Course:Law3020/2014WT1/Group R/Law As Efficiency
Law as Efficiency is a normative legal theory that is founded on the belief that law serves to promote efficiency and wealth maximization in society. Unlike the 'Natural Law' perspective, 'Law as Efficiency' does not include morality in its foundation. Under this aspect, it is similar to 'Legal Positivism'; one may evaluate laws according to morality but they are not created because of it.
Essence of Law as Efficiency
At the heart of this theory is rational wealth maximization, as established in liberal market economics. Accordingly, a law is valueable if it creates efficient outcomes. Consequently, an application of law ought to place society into a better position. These improvements can be measured by an overall evaluation of society's satisfaction, which includes monetary fulfilment, as well as emotional and physical satisfaction.
This theory assumes that humans are inherently rational and make decisions logically and in their best interest. They are free actors, who are at liberty to pursue their well-being. Ultimately, this leads to an increasingly improved state of existence for everyone. Liberal transactions will always position at least one of the parties into a better position. A rational person will avoid completing a deal if it puts him or her into a worse position. This concept is called Pareto-superiority. Ultimately, these transactions will lead to wealth maximization and a state of Pareto-optimality; a state where no further improvements are possible.
Problems with Law as Efficiency
This theory makes a few basic assumptions about the world and human existence that are problematic.
Humans as Rational Actors
Liberal market economics are inherently motivated by greed; an inner desire to improve one's well-being. The main issue with this theory is that it bases its arguments on an unrealistic perception of human nature. Primarily, the problem is that individuals are not all rational actors. Humans act on impulses, emotions and desires that stem out of a number of different motivations other than reason. Sometimes we act out of fear, love or external pressures that are outside of our control. Subsequently, laws may not necessarily evolve out of reason but out of a variety of different factors.

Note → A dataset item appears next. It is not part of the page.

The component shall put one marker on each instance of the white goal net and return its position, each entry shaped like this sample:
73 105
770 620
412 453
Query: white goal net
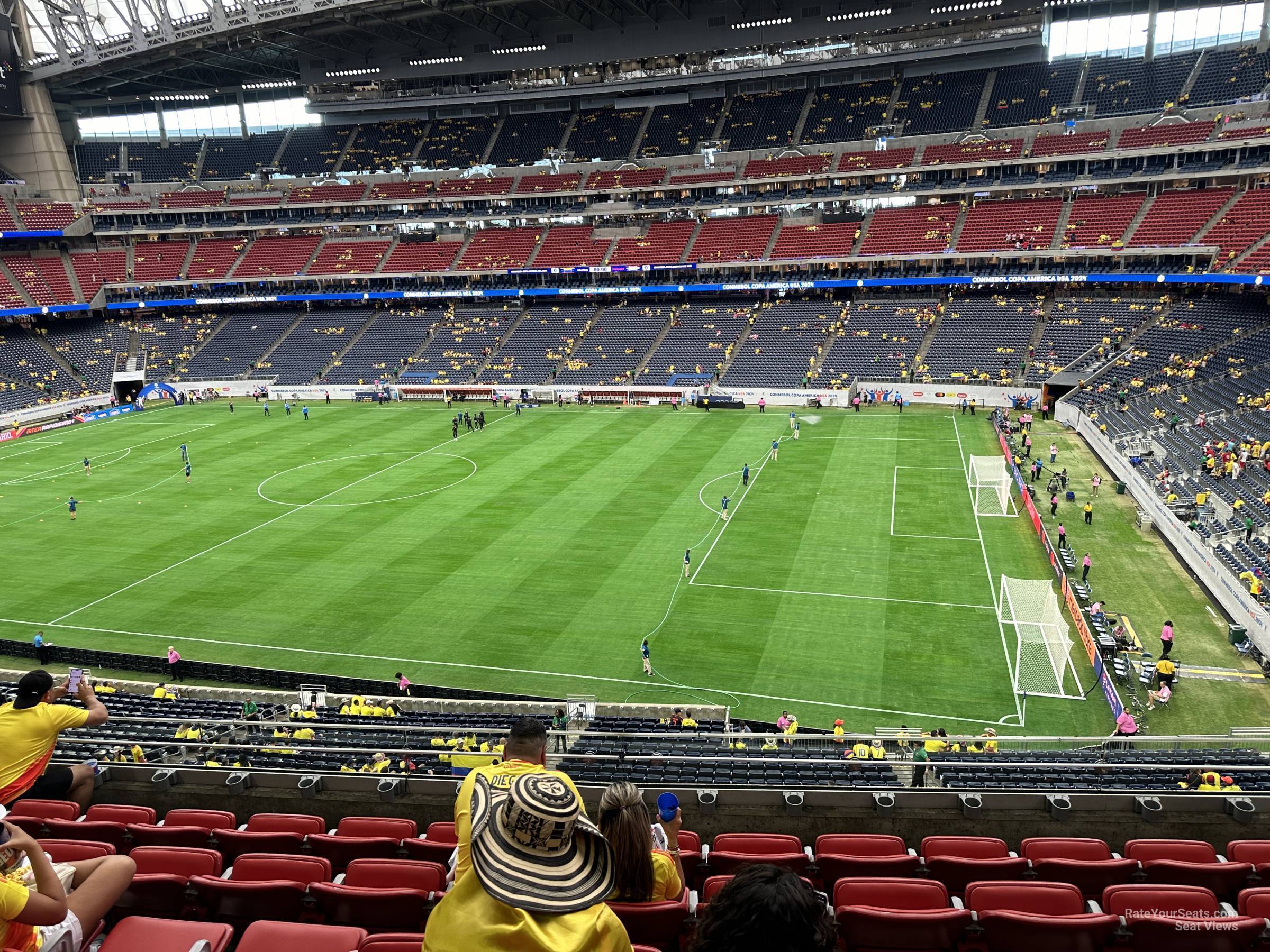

World of Perfect Information
Following the Coase Theorem, in order to create and sustain laws that are efficient, society must exist in a world of perfect information. In these ideal conditions, people are always going to make the most efficient decisions. The problem is that the Coase Theorem describes a world that doesn exist. Imperfect information and fraud are a real part of our existence. These lead to inefficient outcomes and distorted wealth allocations.
Externalities are positive and negative effects that result out of transactions and are borne by third parties. Some may be beneficial to society. For example, two parties may contract to create erect a statute or build a park that can be enjoyed by the public. However, most externalities are negative because a rational person will never choose to pay for something that decreases their wealth. A rational individual will avoid a negative externality or will try to pass it on to someone else.
The Kaldor-Hicks test presents a more favourable outcome. Under this theory, a party to a transaction will receive enough wealth in order to use that wealth to outweight the negative externality. This model encourages the betterment of all members in society.
Application to B.M. v. British Columbia
The decision in this case is inefficient because it bears great negative externalities and arrives at an incompetent outcome . The goal of tort law is to shift the harm from the plaintiff to the defendant in order to increase deterrence and prevent similar situations in the future. In the absence of deterrence, the defendant's actions will be left unaddressed and society may suffer from similar conduct in the future.
In order to be truly efficient and meet the Kaldor-Hicks test, the police ought to internalize the cost of the police officer's negligent behaviour. The organization that created the inefficiency is the only one that is capable of controlling and minimizing it. The transaction in this case concerns society and the police force; it is decided upon by the courts. Establishing the causation would enable the court to effectively shift the cost that society suffered.
Under the court's decision, the police receives little to no benefit. Their only gain is the avoidance of punishment. Society, on the other hand incurs a great cost; namely the loss of trust and confidence in the police force. One could argue that this mistrust, in turn, also creates a negative effect on the police force. Cooperation between the state and community is in their interest as much as society is interested in having an effective police force. Therefore, this decision arrives at a lose-lose judgment. Consequently, the law and courts hereby did not arrive at an efficient outcome.
A truly proficient court, aligned with the values of this legal theory, would have shifted the cost to the police. This would have led to the state of Pareto-superiority, namely a win-lose situation. The solidification of a police duty to provide greater assistance and protection of vulnerable community members, is a gain to society. Although it results in a 'lose' for the police, the overall wealth of the parties is maximized. In conclusion, the outcome in B.M. v. British Columbia is not aligned with the legal theory of 'Law as Efficiency'.